A Pre-Masoretic Pronunciation of YHWH by slaveofone

The texts of the Hebrew Bible/Old Testament used by most bibles today is called Masoretic (or Tiberian), based on the standardised texts produced by the Masoretes in Tiberias. Nowadays, when one learns Biblical Hebrew, they learn from this text type. The spelling and vocalisation of these texts not only tell the reader WHAT the text is or is not saying (contrary to popular opinion, vowels do change meaning), but tells the reader HOW to say it. This pronunciation, however, was never the only way of reading/speaking the biblical texts.

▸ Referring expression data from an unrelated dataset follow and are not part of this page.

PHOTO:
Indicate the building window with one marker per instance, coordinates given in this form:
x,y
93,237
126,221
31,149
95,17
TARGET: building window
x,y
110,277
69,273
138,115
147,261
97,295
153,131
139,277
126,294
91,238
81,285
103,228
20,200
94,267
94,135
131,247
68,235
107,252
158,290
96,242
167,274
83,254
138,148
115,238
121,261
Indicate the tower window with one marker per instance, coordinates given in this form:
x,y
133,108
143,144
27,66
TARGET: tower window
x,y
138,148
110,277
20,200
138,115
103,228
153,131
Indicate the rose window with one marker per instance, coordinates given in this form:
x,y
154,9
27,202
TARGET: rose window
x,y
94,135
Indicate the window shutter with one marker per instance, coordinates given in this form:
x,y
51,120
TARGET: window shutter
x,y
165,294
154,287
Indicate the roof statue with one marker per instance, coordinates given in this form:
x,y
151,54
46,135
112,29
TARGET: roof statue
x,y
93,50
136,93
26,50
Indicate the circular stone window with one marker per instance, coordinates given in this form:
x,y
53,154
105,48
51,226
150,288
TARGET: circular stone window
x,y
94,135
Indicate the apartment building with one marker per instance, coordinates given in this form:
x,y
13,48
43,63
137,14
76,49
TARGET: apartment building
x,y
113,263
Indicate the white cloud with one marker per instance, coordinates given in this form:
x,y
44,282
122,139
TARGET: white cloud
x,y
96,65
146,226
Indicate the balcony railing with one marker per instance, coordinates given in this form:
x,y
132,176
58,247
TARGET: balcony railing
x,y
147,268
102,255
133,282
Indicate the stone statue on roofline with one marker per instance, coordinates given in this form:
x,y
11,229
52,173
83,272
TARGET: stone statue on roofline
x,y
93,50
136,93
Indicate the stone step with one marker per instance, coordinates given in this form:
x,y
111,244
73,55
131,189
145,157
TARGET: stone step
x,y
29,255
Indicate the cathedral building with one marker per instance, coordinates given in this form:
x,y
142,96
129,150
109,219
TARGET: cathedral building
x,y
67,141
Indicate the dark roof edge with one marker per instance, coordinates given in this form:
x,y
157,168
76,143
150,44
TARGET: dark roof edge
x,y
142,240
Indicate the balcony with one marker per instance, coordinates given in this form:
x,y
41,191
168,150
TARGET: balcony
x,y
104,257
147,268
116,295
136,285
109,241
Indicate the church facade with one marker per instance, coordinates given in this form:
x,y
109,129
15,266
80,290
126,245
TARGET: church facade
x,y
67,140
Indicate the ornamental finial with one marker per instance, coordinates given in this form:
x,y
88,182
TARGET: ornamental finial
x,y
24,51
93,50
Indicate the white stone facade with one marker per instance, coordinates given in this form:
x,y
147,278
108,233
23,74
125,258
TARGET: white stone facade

Prior to the standardisation of the Hebrew manuscripts, there were two other types of pronunciation called Palestinian and Babylonian. Masoretic Hebrew altered and changed the pronunciation of Palestinian and Babylonian Hebrew in order to standardise the reading. Once the Tiberian type was established, Palestinian and Babylonian manuscripts were changed or altered to conform with the Masoretic. The Masoretic, however, did not escape alteration itself based on the Palestinian or Babylonian, which were older. Over several centuries, the Masoretic was changed to conform to Palestinian and/or Babylonian while Palestinian and/or Babylonian was being changed to conform to Masoretic. The result of that normalisation and harmonisation process between all three types was a new eclectic text based on no actual manuscript, but which itself became a textual tradition. This text was widely printed in the early days of the printing press and for quite some time was the authoritative and official Hebrew text. It was often mistaken to be Masoretic. Manuscripts which actually were Masoretic, Palestinian, or Babylonian were then altered to conform to this new eclectic text so that by the 13th and 14th Centuries, almost all Hebrew manuscripts represented this new eclectic text. That text was named Ben Chayyim after the Jew who was responsible for getting it printed and is the primary text used by the makers of the King James Bible for the Christian Old Testament. About a century ago, the Ben Chayyim text was abandoned for the Masoretic text type, which is what we use today. The Masoretic text type, however, does not preserve the pronunciation of the Tetragrammaton (YHWH). Instead, it inserts vowels representative of various other words like Elohim or Adonai. There do exist, however, fragments of manuscript in earlier Palestinian and Babylonian pronunciation. These texts offer us a glimpse at what the Name looked and sounded like before the Masoretes began their work.
The picture above is a transcription of part of MS 594 of the Jewish Theological Seminary as taken from Paul E. Kahle’s The Cairo Geniza. It contains the last part of Qoheleth and the first part of Lamentations in Palestinian Hebrew. A later scribe added Masoretic pronunciation to the manuscript in a different colored ink, but preserved the original Palestinian reading. In the transcription, the Hebrew with Palestinian pronunciation is given in the upper portion while the Hebrew with Masoretic pronunciation is given in the lower. This particular piece comes from Lamentations 1:9, but can also be seen with the same vocalisation in Lamentations 1:11 of the MS. Palestinian vocalisation is new to me, so I don’t know about the proper pronunciation. Looking at how it is used on other words in the manuscript, it does show up in places where qamets exists in the Masoretic, but it also shows up in places where there is a chireq and even shureq in the Masoretic. Curiouser and curiouser. Unfortunately, Palestinian manuscripts unmolested by Masoretic harmonisation are few and far between and those who study them fewer and further. When I master Hebrew, I’ll come back to this. Otherwise, comments are open for those much more learned than I in these matters.